Hace unos años, en un pequeño pueblo apartado de los avances de la ciudad, vivía una familia de tres. Eran simples, pero felices. El padre, Daniel, un hombre de piel clara, ojos azules y cabello negro, resultaba atractivo para cualquiera que lo mirara. La madre, Casandra, era una joven hermosa, de piel morena y cabello castaño largo y sedoso. Y entre ellos, su hijo pequeño.
No eran ricos, pero tampoco les faltaba nada. Tenían comida, techo, risas… eran felices. O al menos lo fueron, hasta que el niño cumplió cinco años. Fue entonces cuando Daniel comenzó a cambiar. Al principio solo eran llegadas tarde a casa. Luego vino el alcohol. Y después de eso… vinieron las discusiones, los gritos. Y, finalmente, los golpes.
Una tarde, el pequeño entró a la cocina con las mejillas sucias de lágrimas y tierra.
—Madre, me caí de la bicicleta… —sollozaba, con la rodilla izquierda abierta en una herida sangrante.
Casandra se limpió las manos en el delantal y se giró enseguida hacia él.
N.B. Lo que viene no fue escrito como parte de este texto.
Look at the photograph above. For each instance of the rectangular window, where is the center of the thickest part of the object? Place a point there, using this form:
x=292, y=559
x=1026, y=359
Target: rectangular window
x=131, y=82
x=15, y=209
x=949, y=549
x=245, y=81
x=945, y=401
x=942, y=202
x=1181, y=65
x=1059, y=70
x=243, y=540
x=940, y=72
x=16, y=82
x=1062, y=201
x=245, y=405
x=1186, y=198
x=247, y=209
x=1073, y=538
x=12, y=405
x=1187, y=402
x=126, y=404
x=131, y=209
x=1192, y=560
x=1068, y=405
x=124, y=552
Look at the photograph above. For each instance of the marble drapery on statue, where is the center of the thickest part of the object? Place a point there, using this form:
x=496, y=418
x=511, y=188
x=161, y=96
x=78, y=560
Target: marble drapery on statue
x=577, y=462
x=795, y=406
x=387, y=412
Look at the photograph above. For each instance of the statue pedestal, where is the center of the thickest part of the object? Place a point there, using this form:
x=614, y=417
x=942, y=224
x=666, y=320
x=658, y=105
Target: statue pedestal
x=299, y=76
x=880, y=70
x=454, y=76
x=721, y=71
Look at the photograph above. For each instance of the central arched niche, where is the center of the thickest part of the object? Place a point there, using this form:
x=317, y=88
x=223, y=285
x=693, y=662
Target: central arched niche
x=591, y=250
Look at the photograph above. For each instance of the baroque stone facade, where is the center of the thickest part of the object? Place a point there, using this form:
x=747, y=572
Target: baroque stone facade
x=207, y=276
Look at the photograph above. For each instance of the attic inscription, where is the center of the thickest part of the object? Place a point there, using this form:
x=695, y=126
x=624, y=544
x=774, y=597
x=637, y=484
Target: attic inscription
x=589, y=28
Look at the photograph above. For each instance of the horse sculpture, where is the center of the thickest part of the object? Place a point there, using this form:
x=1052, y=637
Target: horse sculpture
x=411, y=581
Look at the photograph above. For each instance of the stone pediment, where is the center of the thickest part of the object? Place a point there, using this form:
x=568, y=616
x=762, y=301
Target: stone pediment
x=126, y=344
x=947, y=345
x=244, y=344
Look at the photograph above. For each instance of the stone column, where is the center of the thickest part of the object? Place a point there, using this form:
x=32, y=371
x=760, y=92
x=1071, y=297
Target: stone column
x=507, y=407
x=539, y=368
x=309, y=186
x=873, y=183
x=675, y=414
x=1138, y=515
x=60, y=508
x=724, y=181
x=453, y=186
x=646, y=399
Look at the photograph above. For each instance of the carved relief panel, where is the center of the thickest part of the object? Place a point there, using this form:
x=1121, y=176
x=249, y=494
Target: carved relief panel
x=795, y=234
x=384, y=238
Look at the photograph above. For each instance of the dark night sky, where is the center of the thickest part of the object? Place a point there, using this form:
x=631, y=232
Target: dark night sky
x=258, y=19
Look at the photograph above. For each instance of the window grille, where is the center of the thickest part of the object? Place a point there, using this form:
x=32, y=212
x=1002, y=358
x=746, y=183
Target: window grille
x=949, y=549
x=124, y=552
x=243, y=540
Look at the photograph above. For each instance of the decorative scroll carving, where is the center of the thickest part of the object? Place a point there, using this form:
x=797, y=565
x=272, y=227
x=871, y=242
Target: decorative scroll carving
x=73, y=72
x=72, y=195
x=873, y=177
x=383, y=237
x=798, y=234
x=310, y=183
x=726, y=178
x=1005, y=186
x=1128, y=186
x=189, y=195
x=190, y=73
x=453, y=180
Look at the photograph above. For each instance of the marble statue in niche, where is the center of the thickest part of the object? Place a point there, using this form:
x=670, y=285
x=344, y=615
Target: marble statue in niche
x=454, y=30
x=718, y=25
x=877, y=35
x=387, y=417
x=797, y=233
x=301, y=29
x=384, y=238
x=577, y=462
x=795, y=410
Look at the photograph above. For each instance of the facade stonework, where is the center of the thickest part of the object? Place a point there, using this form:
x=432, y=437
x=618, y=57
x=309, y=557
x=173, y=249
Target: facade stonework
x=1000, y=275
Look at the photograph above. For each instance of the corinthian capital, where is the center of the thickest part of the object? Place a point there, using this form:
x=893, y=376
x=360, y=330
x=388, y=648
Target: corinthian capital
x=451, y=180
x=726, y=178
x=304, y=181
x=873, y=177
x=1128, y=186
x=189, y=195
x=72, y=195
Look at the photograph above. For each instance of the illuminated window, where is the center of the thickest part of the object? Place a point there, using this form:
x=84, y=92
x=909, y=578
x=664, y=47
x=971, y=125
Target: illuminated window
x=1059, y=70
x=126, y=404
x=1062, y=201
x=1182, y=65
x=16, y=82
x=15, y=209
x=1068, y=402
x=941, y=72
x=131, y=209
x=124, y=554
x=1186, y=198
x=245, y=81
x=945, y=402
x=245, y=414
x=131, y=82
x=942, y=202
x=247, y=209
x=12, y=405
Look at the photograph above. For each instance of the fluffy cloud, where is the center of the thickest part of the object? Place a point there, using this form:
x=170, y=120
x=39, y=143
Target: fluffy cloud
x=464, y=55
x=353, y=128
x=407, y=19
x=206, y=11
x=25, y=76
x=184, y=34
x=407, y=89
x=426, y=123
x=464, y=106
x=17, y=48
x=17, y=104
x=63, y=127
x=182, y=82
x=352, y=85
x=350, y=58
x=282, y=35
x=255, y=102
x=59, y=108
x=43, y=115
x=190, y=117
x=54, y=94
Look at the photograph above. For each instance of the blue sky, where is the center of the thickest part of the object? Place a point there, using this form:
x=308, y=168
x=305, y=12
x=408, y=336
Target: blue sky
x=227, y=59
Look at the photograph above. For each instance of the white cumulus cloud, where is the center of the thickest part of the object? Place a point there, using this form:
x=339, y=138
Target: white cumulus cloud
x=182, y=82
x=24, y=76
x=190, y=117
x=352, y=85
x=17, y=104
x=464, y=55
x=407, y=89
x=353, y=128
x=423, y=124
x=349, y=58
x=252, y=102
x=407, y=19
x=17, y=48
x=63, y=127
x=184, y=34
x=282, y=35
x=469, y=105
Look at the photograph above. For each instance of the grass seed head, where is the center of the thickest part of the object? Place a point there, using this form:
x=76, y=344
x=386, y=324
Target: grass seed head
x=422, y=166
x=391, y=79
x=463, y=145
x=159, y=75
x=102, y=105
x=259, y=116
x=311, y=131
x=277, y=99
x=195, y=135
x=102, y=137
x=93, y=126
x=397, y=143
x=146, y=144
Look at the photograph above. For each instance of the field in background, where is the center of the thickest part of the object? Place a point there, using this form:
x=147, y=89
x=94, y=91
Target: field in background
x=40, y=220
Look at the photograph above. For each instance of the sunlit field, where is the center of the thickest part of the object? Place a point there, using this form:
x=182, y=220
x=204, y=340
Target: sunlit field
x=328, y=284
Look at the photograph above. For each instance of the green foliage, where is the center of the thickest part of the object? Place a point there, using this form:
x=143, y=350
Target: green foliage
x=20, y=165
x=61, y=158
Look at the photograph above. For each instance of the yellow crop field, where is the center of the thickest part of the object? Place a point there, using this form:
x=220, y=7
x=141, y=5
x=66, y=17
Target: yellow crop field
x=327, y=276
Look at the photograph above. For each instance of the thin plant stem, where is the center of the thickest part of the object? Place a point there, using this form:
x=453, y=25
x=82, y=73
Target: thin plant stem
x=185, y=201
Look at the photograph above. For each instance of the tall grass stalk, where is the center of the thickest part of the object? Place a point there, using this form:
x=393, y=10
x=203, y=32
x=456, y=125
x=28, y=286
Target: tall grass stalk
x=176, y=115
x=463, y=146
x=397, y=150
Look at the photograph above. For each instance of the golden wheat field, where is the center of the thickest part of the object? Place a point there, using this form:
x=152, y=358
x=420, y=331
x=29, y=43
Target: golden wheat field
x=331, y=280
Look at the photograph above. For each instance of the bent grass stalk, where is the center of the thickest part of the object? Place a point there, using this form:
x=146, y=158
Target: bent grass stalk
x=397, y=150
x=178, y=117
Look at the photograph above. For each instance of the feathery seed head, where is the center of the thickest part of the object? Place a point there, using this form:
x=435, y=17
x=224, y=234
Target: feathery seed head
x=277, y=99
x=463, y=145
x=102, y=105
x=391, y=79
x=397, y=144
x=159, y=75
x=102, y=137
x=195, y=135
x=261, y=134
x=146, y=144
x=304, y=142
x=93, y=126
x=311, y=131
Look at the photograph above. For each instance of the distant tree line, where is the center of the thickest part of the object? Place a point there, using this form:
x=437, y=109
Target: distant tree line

Se agachó para atenderlo, y entonces el niño notó algo que le heló el pecho: un moretón en el ojo derecho de su madre y una herida en su labio, como una cicatriz fresca que dolía solo de verla. De pronto, dejó de llorar; sintió que su dolor no era nada frente al de ella.
—Mi amor, mira tu rodillita… —dijo Casandra con dulzura, preocupada, sentándolo en una silla antes de buscar algo para curarlo.
—Perdón, madre… no me cuidé bien —susurró el niño con voz apagada.
—No tienes que disculparte, fue un accidente —contestó ella mientras limpiaba con cuidado la herida—. Además, yo siempre estaré aquí para curar tus heridas.
Le acarició la mejilla con ternura.
—¿Me lo prometes, madre? —preguntó él, con ojos brillosos.
—Te lo prometo, mi amor —respondió con una sonrisa leve, aunque el cansancio se le escapaba en el gesto.
—Sí, madre… —dijo el pequeño, devolviéndole una sonrisa llena de inocencia y amor—. Y cuando yo crezca, te voy a cuidar… te voy a cuidar mucho, como… como antes lo hacía mi padre.
Casandra bajó la mirada, con el rostro apagado por una tristeza que no podía ocultar. El niño, sin comprender del todo, se aferró a su delantal, abrazándola con todas sus fuerzas, como si así pudiera protegerla del mundo entero o quedarse con ella para toda la vida.